Should you leave the Flat Rate Scheme?

I am an IT freelancer trading through my own company and am VAT registered currently on the flat rate scheme. I spend about £3,000 per year on business costs that have UK VAT included – would I be better off leaving the flat rate scheme? My income per year is roughly £60,000 +VAT and is all for UK clients.
VAT Schemes - Flat Rate Scheme


Answer May 2018


“Would I be better off leaving the flat rate scheme?”


This is a question we get asked quite often these days.

For those just starting out in business, let’s have a quick recap of VAT registration requirements.

In most cases (and we won’t go into the exceptions here), if your sales to UK customers exceed £85,000 per annum (the VAT registration threshold for 2018), you must register for VAT. You can register voluntarily if your sales are lower than this.

Once registered, you must charge your UK customers 20% VAT on top of your normal selling price.

This VAT is collected on behalf of HMRC and has to be reported and paid over to them on a VAT return.

Most VAT that you pay out on your business expenses can also be reported on your VAT return and is then deducted from the amount you pay to HMRC.

They will even refund VAT to you if you pay out more than you get in.

HMRC introduced the Flat Rate Scheme (FRS) for VAT in 2002. The object was to help small businesses by simplifying the process of accounting for VAT.

Basically, any business with a turnover below a certain level (currently £150,000) could join the scheme and, once in, could remain there provided its turnover didn’t go above the upper level (currently £230,000).

HMRC looked at each trade sector and estimated the average level of purchases a business in that sector would make in relation to sales. It then set a “Flat Rate Percentage” for the business sector.

The trader still charged his customers 20%, but when it came to preparing his VAT return, he simply had to multiply his gross sales receipts (including the 20% VAT) by his “Flat Rate Percentage” and report and pay over that amount of VAT to HMRC.

He no longer had to separate out and keep track of the VAT he incurred when making purchases for his business. The Flat rate for IT freelancers (computer and IT consultancy) is currently set @ 14.5%.

The scheme has proved very popular because many small businesses, including IT freelancers, have very few expenses, and have been making quite substantial savings by being on the Flat Rate Scheme.

Many businesses below the VAT registration have been encouraged to register for VAT voluntarily in order to take advantage of the “Flat Rate Savings” offered by HMRC.

This may have been HMRC’s intention all along but, as we know, all good things must come to an end.


VAT Flat Rate Scheme changes from 1 April 2017

With effect from 1 April 2017, HMRC introduced the notion of a “limited cost trader” and increased the Flat Rate for this category to 16.5%.

A business is a limited cost trader if its VAT inclusive expenditure on relevant goods is either:

  • less than 2% of the VAT flat rate turnover
  • greater than 2% of the VAT flat rate turnover but less than £1000 per year

One thing to be really careful of is that you have to check each VAT return to see if you are categorised as a limited cost trader or not – you could be a limited cost trader for one VAT period, and then back to your usual flat rate category for another.

HMRC have an online tool that you can use to check your status for each VAT return, see below for link:


With regards to what counts as relevant goods you can read HMRC’s guidance, section 4.6, HERE

Broadly, relevant goods excludes services, equipment purchases (unless for resale to customers as a normal part of the trade carried on) and food and drink.

The typical IT freelancer will be classed as a “limited cost trader” and so their Flat Rate Percentage has increased to 16.5%.

For more information on these flat rate scheme changes read our detailed article here.

Let’s look at your particular situation.

Just in case your £3,000 per year business costs are for relevant goods (which is unlikely), we’ll still include an example using the normal Flat Rate of 14.5%.

We’ll then compare this to the situation for a “limited cost trader” and also show what the situation would be if you were not on the Flat Rate Scheme.
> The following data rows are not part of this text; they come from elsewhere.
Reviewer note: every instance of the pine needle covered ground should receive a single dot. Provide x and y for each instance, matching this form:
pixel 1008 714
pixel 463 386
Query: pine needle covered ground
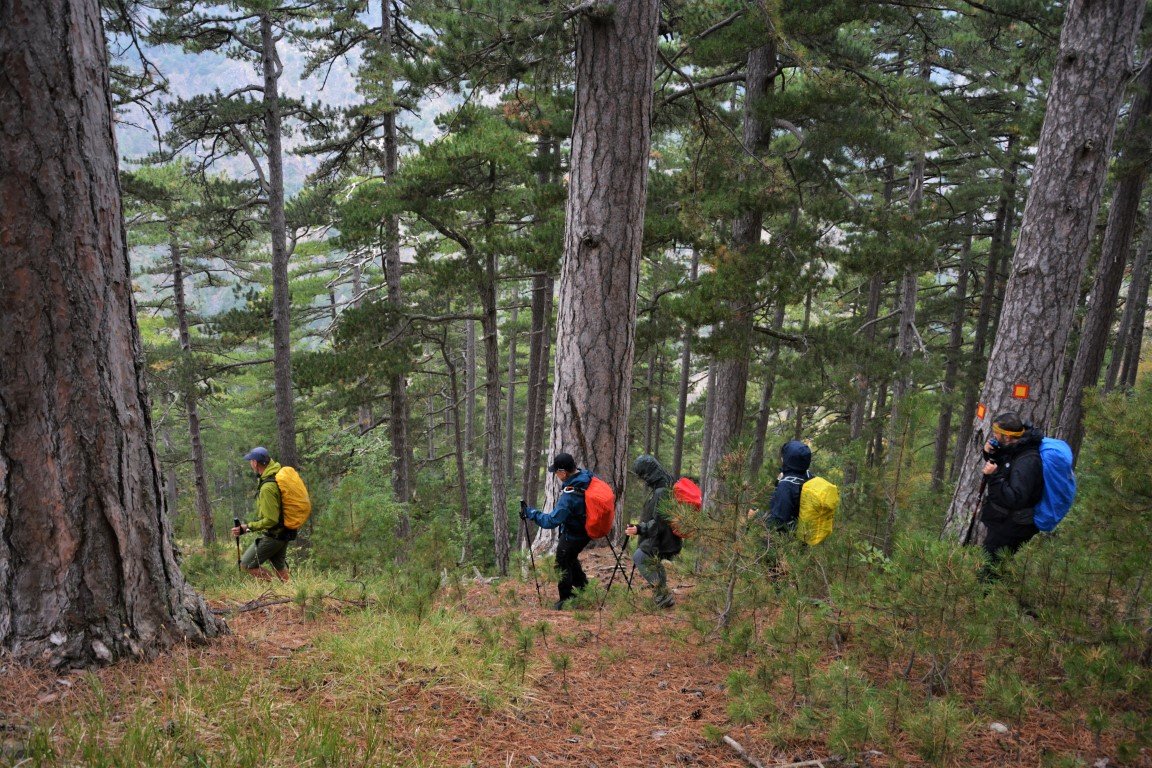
pixel 482 675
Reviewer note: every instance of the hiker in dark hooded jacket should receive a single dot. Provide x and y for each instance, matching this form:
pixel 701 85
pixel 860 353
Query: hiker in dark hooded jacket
pixel 657 539
pixel 783 509
pixel 1015 485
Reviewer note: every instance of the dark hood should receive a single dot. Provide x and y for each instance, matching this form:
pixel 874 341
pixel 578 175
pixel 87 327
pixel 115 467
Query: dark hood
pixel 650 470
pixel 1031 439
pixel 795 457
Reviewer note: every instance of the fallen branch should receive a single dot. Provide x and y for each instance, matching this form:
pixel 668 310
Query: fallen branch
pixel 251 606
pixel 749 759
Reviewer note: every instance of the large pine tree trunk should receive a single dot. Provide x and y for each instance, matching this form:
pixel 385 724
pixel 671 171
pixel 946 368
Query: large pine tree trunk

These examples include the effect of corporation tax (CT) because:

  1. Any Flat Rate Saving is added to your profit, and
  2. Because, if you’re recovering the VAT you pay out on expenses, the amount of expenses you set against your income excludes the VAT.

(These examples ignore non-vatable costs such as salaries, which do not impact the analysis)


flat rate vat calculations


So, in answer to your question, if you’re a limited cost trader, which the vast majority of freelancers and contractors will be, you would be better off by £308, if you left the flat rate scheme.

However you need to consider the savings alongside the simplification and reduced administration that the flat rate scheme offers and consider which is best for you.

Before you send your letter to HMRC requesting that you leave the scheme, a few cautionary notes:

  • If you leave the Flat Rate Scheme, you can’t re-join for 12 months.
  • To re-join, your turnover must be below £150,000, not the upper level of £230,000.
  • Your VAT returns will require more time and effort to prepare so, if you use a bookkeeper or accountant, check if they’ll be increasing the amount they charge you.
  • Think about whether your current pattern of business costs will continue.